The bridge is 170 metres long, with a width of 6.20 metres and reaching an height of 34 metres. It's made of steel and concrete.

From Wikipedia:
(visit link)

"Designed by the Spanish architect Santiago Calatrava on a plan very similar to a 250-metre bridge over the Guadalquivir River in Seville, Spain (1992) and a 213-metre bridge over the Sacramento River in Redding, California (2004), it has a forward-, rather than a reverse-angled cantilever, as is seen in those bridges. Started in 1998, it was inaugurated on December 20, 2001, and is the first of only two Calatrava structures in Latin America. The architect has described the design as a synthesis of the image of a couple dancing the tango.

The 170-metre pedestrian bridge weighs 800 tonnes, is 6.20 m wide and is divided into two fixed portions, 25 m and 32.50 m long respectively, and a middle section of 102.5 m that rotates on a white concrete pylon, allowing vessels to pass in less than two minutes. This central section is supported by a steel "needle" with a concrete core, about 34 m high. The "needle," inclined at a 39° angle, anchors suspension cables which support the central span. A computer system at the eastern end of the bridge operates the turning mechanism when required.

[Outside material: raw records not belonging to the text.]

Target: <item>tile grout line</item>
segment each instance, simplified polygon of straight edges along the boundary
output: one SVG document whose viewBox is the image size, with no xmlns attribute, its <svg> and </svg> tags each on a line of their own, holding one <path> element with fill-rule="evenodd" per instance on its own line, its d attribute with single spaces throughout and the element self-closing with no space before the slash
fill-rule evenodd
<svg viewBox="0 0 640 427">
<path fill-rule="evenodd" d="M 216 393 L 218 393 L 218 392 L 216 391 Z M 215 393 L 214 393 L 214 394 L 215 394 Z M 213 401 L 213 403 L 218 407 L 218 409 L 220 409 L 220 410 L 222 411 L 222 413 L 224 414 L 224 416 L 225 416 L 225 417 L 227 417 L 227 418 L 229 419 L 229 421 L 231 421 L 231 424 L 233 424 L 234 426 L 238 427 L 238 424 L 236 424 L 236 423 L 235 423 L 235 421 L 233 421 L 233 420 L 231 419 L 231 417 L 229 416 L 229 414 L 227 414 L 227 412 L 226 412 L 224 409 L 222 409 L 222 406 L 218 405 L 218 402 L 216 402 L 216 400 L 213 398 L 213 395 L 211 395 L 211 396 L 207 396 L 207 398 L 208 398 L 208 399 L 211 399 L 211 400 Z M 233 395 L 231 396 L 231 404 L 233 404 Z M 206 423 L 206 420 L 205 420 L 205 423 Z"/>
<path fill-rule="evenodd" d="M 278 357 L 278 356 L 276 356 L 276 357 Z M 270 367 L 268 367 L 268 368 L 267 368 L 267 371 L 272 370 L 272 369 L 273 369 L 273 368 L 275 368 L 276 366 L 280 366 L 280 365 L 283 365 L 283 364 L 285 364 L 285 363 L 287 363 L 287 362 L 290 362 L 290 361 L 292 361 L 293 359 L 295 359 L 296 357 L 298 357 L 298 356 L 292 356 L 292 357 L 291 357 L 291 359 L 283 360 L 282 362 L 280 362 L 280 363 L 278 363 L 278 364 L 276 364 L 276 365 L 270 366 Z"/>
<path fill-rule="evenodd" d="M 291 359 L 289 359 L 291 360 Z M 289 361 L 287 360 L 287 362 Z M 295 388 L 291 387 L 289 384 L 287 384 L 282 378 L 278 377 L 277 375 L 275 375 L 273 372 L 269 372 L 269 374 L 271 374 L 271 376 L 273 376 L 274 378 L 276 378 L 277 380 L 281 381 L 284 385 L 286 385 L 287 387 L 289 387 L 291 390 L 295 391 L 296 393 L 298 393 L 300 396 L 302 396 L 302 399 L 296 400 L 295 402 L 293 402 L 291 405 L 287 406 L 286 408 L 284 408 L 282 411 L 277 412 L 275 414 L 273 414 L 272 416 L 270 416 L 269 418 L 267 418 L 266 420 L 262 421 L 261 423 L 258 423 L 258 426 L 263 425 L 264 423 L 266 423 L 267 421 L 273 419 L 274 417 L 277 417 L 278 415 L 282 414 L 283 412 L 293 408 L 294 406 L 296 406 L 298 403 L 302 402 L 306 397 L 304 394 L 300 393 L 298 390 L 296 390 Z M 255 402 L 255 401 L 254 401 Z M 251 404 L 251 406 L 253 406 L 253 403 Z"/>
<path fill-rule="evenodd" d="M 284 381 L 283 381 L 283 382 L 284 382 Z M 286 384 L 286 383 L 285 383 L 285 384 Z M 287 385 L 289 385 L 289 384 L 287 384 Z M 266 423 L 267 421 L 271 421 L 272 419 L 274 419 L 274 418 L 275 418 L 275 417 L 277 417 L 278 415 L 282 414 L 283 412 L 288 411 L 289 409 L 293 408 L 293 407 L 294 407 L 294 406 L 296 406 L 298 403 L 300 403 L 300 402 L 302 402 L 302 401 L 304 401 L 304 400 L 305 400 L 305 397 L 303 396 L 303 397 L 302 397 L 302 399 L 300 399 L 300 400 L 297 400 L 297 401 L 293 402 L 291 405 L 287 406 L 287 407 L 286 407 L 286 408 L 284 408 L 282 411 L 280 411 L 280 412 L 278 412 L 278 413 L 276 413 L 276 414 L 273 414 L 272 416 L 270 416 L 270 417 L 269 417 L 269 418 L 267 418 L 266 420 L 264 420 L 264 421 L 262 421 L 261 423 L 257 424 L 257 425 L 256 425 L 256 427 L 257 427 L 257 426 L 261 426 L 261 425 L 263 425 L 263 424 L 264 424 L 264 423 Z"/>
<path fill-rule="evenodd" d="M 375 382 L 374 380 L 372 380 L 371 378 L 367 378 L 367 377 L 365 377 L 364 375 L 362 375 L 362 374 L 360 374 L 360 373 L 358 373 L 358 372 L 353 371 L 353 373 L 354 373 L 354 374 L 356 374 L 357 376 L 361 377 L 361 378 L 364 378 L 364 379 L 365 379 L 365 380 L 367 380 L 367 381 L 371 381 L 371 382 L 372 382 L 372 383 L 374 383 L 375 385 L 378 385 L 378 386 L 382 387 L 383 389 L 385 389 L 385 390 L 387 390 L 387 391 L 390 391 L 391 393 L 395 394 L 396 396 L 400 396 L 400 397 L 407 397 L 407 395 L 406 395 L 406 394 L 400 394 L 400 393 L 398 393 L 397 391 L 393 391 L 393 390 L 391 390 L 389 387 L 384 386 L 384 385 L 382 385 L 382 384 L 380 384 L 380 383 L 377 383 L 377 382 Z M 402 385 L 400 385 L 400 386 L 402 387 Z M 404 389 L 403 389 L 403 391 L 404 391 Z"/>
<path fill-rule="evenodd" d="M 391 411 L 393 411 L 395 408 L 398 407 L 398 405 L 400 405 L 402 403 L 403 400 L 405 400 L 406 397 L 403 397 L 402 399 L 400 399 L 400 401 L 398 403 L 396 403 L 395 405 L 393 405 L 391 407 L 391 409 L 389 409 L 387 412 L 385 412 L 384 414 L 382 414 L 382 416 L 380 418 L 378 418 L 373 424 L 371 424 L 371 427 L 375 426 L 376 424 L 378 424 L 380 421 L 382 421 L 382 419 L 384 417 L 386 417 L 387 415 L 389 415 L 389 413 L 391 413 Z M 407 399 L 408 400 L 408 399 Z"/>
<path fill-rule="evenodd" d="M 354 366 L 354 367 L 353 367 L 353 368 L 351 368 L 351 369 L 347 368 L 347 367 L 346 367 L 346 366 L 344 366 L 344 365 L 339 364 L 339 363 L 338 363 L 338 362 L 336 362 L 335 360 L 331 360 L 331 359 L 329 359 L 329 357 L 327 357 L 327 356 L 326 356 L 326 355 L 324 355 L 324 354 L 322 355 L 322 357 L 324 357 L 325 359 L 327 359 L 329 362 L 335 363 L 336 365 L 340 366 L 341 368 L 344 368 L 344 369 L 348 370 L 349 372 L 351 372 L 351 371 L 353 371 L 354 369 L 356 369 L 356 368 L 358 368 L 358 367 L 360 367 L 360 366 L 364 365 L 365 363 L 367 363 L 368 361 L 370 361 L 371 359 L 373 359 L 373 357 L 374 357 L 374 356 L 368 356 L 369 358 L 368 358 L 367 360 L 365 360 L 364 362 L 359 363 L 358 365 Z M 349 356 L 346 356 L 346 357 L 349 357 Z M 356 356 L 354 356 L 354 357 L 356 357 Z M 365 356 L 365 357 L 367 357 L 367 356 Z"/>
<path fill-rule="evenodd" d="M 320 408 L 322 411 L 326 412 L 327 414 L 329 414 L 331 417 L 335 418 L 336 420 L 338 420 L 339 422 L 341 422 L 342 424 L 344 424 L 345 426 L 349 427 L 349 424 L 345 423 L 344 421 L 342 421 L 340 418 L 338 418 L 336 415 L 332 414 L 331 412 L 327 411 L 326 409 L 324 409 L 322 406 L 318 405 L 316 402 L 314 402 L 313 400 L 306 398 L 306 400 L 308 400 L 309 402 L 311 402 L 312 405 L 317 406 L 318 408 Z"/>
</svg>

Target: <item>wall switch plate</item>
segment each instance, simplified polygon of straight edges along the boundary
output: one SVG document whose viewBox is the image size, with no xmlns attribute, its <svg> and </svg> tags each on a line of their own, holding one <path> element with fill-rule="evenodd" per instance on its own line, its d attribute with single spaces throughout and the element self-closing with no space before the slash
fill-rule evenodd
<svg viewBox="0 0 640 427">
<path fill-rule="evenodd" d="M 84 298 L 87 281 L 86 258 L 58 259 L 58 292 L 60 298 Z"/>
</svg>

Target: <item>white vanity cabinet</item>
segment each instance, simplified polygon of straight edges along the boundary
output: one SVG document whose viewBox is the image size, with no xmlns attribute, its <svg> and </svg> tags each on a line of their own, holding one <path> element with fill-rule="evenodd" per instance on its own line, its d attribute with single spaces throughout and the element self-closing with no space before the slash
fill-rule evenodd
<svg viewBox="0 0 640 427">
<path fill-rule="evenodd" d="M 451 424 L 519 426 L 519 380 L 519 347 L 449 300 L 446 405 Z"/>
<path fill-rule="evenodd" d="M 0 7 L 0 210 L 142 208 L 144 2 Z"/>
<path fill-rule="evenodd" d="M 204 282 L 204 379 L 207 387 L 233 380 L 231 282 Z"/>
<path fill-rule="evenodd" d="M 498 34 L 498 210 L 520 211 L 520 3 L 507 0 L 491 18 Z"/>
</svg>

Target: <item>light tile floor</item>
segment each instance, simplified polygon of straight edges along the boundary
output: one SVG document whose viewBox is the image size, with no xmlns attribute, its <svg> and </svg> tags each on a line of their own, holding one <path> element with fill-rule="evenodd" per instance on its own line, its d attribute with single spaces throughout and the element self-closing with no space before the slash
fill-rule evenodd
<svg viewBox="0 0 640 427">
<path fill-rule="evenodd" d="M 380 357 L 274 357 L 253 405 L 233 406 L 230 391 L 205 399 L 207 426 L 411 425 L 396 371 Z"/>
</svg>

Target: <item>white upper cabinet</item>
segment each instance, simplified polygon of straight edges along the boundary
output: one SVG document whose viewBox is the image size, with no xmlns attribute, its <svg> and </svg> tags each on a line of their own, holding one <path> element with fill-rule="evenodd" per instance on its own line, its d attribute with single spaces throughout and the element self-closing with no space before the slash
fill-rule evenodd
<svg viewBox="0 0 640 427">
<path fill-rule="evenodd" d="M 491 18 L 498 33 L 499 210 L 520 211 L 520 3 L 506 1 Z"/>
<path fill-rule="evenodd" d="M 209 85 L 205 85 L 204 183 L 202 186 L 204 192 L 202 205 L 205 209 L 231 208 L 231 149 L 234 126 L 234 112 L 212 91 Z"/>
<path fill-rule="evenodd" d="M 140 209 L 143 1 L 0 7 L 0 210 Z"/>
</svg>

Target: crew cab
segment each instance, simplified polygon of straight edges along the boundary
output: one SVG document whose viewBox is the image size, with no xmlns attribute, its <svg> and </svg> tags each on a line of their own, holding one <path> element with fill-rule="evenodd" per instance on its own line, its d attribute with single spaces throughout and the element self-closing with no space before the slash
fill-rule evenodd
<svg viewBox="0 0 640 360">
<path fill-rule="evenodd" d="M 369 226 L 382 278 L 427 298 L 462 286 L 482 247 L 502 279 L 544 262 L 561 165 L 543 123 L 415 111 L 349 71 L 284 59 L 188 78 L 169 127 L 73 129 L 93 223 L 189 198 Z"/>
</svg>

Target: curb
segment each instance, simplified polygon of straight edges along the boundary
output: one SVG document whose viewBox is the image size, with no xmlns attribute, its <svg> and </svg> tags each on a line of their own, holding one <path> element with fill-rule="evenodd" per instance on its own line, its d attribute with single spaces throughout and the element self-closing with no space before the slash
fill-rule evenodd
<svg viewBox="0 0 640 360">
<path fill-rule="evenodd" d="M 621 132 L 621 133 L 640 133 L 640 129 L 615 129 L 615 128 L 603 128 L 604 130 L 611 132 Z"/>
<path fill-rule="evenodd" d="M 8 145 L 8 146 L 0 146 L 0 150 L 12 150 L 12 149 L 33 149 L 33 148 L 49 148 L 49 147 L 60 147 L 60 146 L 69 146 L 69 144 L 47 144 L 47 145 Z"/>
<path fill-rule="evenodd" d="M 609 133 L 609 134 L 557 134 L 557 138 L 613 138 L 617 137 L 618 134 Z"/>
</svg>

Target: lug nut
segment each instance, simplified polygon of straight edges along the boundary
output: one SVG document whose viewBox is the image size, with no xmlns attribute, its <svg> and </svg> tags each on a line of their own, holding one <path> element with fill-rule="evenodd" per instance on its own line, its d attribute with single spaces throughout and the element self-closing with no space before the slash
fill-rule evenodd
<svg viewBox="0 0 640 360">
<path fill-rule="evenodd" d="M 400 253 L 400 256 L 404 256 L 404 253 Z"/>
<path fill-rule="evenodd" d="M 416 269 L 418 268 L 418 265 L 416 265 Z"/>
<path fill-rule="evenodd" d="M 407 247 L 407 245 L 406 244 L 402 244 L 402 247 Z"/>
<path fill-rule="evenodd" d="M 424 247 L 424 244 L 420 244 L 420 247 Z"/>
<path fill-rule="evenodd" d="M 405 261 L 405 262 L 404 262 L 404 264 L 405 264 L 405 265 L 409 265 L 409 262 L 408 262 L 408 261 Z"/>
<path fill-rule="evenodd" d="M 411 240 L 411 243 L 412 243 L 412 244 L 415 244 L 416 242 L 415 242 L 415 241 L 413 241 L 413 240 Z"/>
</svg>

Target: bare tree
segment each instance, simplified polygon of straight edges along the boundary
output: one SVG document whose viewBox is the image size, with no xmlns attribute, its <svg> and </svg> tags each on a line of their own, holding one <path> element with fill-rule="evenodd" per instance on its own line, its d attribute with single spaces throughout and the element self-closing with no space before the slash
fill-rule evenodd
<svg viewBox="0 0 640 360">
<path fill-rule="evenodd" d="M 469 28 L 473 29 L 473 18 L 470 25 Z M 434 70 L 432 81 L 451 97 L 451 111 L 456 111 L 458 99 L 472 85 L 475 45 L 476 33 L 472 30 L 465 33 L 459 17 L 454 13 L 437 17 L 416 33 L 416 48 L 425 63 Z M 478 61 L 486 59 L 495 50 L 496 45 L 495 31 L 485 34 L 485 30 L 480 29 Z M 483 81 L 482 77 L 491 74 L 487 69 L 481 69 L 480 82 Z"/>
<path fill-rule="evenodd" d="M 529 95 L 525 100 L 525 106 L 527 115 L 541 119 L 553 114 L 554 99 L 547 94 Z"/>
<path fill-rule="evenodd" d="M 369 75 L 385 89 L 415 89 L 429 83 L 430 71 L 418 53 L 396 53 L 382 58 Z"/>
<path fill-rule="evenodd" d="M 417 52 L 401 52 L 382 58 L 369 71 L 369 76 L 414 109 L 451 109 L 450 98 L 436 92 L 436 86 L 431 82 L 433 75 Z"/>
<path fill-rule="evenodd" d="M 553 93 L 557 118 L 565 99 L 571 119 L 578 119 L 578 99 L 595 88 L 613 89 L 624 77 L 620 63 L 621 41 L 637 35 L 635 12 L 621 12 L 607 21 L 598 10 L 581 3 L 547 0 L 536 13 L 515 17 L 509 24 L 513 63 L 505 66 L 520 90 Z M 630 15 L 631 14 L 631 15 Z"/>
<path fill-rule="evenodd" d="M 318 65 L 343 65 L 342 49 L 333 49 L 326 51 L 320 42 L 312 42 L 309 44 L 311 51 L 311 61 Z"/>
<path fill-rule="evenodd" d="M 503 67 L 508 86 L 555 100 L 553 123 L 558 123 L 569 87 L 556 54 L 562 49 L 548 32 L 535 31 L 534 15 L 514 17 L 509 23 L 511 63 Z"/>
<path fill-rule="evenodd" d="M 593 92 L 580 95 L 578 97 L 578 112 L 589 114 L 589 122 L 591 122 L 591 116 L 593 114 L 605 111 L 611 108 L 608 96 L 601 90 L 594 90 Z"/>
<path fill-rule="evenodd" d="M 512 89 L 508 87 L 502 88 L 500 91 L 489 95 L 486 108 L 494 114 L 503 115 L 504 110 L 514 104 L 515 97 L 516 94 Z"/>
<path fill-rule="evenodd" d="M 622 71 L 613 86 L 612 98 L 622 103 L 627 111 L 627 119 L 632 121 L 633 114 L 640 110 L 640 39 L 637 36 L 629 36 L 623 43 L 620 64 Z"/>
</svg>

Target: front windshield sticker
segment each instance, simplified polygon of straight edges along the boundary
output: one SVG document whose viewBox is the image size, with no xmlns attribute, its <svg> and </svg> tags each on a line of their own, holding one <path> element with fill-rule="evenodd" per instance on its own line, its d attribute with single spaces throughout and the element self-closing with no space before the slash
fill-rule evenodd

The short pylon seen below and beyond the cantilever spar is the resting place when the bridge is open. The ship beyond is the museum ship Presidente Sarmiento


A number of streets in the Puerto Madero district have women's names, thus giving the bridge its name.

The work was conceived by businessman Alberto L. González, who donated money for its construction. Costing about US$6 million, the bridge was manufactured by the Urssa steel fabrication conglomerate in the city of Vitoria-Gasteiz in the Basque Country of northern Spain.

According to business executive Bob Schmetterer, the bridge was not part of the original Puerto Madero project. Jorge Heymann, a Buenos Aires advertising executive, had been hired to develop an advertising campaign for Puerto Madero, but his analysis showed that the biggest challenge of the site was access, not public awareness. A landmark footbridge, Heymann suggested, while certainly more costly than an initial advertising campaign would have been, would be more practical and lasting. The developer agreed with the assessment, and he built the structure."